На шум вбежала Леночка, и, увидев мертвого постояльца, зашлась слезами.
— Да не убивайся так, — произнес я, приобняв ее. — Другого найдешь. Лучше.
— Я беременна! — прорыдала девушка.
— Вот это дела, — покачал я головой.
Хотя… я начал догадываться о чем-то таком, когда она металась в поисках капустного мороженого.
4. Армейский баул
Оставаться в "Адмирале Казакевиче" и дальше было небезопасно. Я оставил Леночку причитать, а сам пошел заводить свой потрепанный Паджерик, который, не без вливаний полковника, планировал в скором будущем заменить на новый. С моря наползал туман. Более удачного вечера злоумышленники, кем бы они не были, не могли выбрать!
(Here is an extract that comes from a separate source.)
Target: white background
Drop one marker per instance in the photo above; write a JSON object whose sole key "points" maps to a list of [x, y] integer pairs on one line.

Уже подходя к автомобилю, я обратил внимание, что он непривычно низкий. Неудивительно! Все четыре колеса были спущены, а на резине красовались длинные ровные порезы! Эти ребята подготовились! Вдобавок, я обнаружил, что снова забыл пистолет, на этот раз — в спальне.
Туман густел прямо на глазах. Я вернулся в дом. Здесь, сидя на коленях перед телом полковника, Леночка уже не рыдала, а просто качалась, обняв себя. Я уж было испугался, что девушка повредилась головой…
— Он мне должен! — решительно заявила она.
— Чего?
— Алименты на ребенка, — повторила Леночка. — Он мне должен!
— Попробуй, забери теперь… — буркнул я, беря телефонную трубку. Гудков не было. — А где Таня с Катей? Сегодня же их смена?
— Их не было…
Выругавшись, я поднялся в спальню, и достал из-под подушки Стечкина. В доме, несмотря на то, что вечер даже еще не начался, темнело. Туман уже успел заволочь бухту, торчали лишь верхушки сопок.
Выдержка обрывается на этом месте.